The team from the Research Institute of the McGill University Health Centre (RI-MUHC) and McGill University revealed the key role played by the melatonin receptor in the brain that promotes deep, restorative sleep.
This discovery led the researchers to develop a novel drug called UCM765, which selectively activates this receptor.
The results may pave the way for the development of new and promising treatments for insomnia, a common public health problem that affects millions of people worldwide.
“We’ve spent many years to develop medications that act selectively on a single melatonin receptor to specifically promote deep sleep, which we believe is the key to curing insomnia,” said Dr. Gabriella Gobbi, a researcher in psychiatry at the RI-MUHC and the study’s principal investigator.

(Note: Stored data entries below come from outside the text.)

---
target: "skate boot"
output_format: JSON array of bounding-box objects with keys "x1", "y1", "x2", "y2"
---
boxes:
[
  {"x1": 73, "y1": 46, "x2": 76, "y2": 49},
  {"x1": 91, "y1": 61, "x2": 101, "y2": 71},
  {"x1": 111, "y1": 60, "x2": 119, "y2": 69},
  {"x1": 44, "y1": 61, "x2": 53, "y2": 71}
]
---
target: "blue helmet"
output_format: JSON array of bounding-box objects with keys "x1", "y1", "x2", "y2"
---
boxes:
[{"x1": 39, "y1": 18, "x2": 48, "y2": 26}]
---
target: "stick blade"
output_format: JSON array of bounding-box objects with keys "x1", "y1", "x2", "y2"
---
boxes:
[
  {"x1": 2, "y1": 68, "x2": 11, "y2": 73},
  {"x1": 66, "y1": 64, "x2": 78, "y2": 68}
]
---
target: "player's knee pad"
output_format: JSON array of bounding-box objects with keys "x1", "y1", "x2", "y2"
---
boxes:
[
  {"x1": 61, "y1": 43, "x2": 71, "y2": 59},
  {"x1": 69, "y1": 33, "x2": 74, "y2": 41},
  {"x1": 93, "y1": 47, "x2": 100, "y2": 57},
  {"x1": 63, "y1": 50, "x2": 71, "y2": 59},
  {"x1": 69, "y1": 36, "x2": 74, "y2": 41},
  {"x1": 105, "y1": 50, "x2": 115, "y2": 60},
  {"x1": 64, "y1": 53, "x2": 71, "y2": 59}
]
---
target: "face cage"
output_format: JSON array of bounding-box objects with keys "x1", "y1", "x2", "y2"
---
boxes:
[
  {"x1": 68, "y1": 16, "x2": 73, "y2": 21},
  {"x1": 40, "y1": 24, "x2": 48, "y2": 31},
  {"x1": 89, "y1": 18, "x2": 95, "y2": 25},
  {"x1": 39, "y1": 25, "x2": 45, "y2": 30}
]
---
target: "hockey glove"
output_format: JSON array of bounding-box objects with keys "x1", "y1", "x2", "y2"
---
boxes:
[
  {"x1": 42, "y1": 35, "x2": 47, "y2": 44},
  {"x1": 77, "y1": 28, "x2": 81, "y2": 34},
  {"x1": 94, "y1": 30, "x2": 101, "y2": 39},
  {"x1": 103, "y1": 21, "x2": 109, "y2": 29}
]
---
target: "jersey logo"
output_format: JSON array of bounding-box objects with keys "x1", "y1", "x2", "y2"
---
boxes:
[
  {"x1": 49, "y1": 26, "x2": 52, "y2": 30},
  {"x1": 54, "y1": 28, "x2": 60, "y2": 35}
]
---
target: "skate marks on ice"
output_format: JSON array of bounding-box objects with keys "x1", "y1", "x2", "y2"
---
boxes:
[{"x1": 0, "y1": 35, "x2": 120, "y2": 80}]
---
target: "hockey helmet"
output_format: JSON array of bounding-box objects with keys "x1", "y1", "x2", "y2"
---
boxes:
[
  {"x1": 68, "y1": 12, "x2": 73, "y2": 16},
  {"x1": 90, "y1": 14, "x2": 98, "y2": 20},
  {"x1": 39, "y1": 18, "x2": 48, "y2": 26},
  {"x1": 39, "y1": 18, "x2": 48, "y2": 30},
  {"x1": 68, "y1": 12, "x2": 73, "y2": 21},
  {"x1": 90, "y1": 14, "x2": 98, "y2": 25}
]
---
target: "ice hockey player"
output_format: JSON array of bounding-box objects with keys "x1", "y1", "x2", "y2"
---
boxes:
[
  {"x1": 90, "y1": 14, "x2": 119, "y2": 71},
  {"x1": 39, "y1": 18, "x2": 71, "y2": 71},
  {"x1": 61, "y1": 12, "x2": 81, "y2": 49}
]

To date most treatments for insomnia, such as benzodiazepines, have not been selective for deep sleep, and can lead to dependence and cognitive impairment.
The research team discovered that two principal melatonin receptors, known as MT1 and MT2, played opposite roles in sleep regulation.
“We discovered that MT1 receptors act on rapid eye movement (REM) sleep and block non-REM sleep, while MT2 receptors favour non-REM sleep, also known as deep sleep,” explained Dr. Gobbi.
“Specifying the role of MT2 receptors in melatonin represent a major scientific breakthrough that may designate them as a promising novel target for future treatments of insomnia. This discovery also explains the modest hypnotic effect of the over-the-counter melatonin pills, which act on both conflicting receptors,” he added.
The finding has been published in The Journal of Neuroscience.